Sandia hopes to produce a half dozen ferry concepts to demonstrate which are most economical and which will make the most impact on protecting the environment, Joe says.
Tom Escher is president of the Red and White Fleet, a San Francisco Bay ferry operator that was a partner in the initial study. He says he looks forward to moving ahead with new ferry designs.
“The maritime industry needs to move to zero emission for the sake of our globally shared environment,” Escher says. “This study is tremendously helpful by pointing out how to do that in the smartest way possible and we look forward to using the results to build the first zero-emission hydrogen passenger vessel in the US.”
Updated regulations could clarify path forward for industry
Sandia is reviewing International Maritime Organization codes for liquid natural gas powered vessels and developing a technical basis for codes that could be created for hydrogen fuel-cell vessels. Currently, liquid natural gas codes are the closest regulations that can be applied to hydrogen powered vessels, but they may not accurately represent the properties of hydrogen.

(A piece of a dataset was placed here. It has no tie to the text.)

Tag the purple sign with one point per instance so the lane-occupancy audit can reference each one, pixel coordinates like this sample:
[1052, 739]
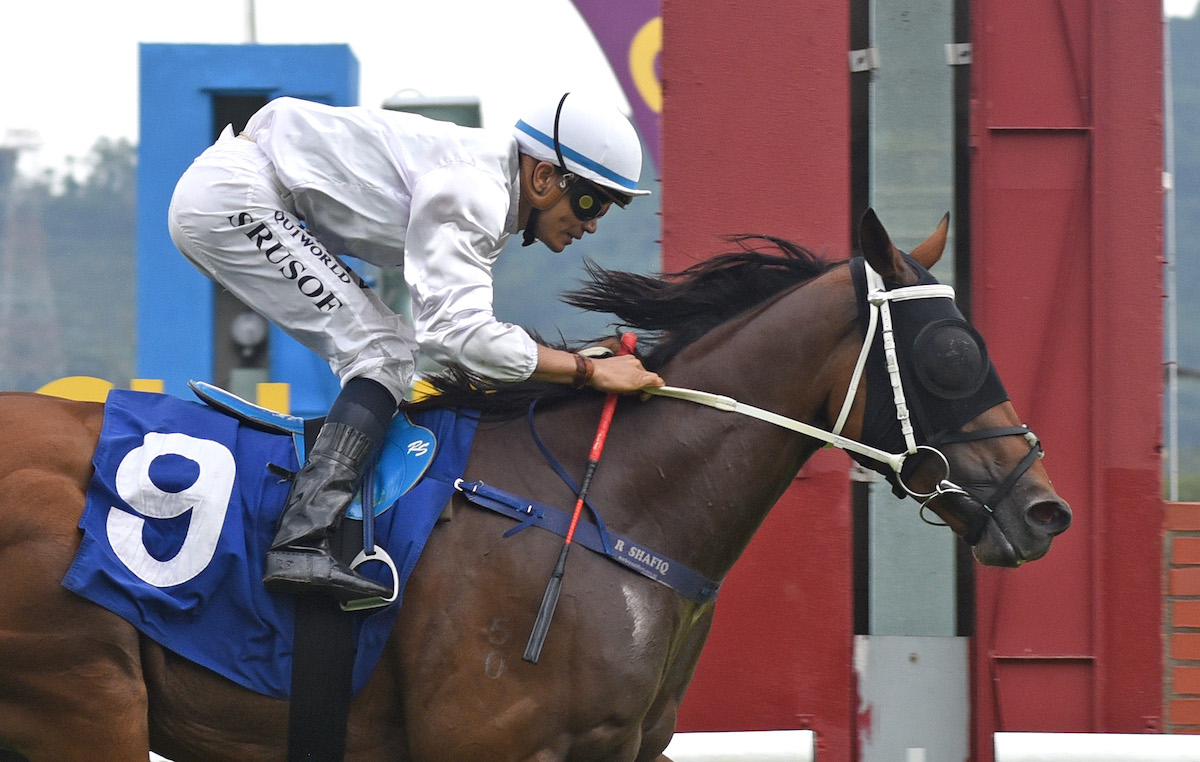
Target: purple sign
[630, 33]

For example, the LNG code states that LNG vessels are required to have a clearance of 30 feet around all sides of their vents. Because hydrogen is lighter than natural gas and much lighter than air, it does not sink in air like LNG does. As a result, a 30-foot clearance underneath a vent might not be a necessary requirement for a hydrogen ferry, says Sandia mechanical engineer Myra Blaylock (8253), technical lead for the project.
The Sandia researchers are using computer simulation to explore and analyze four common vent and leak scenarios in which hydrogen could be released on-board vessels to show actual hydrogen behavior.
The underlying physics models for the simulations, validated through experiments, allow researchers to confidently explore various scenarios in a quicker and less-expensive way than conducting experimental work for each individual case. The results can be used by the International Maritime Organization to ensure the accuracy of the codes when applied to hydrogen vessels.
The possibility of extending the applications of hydrogen fuel cells, showing the industry the best path forward and providing the technical basis for new hydrogen regulations all have “the potential for impact across the entire maritime sector,” Joe says. “A lot of these vessels can travel in ecologically sensitive areas where there is an extra motivation for making them clean. So, it’s about localized as well as global emissions benefits.”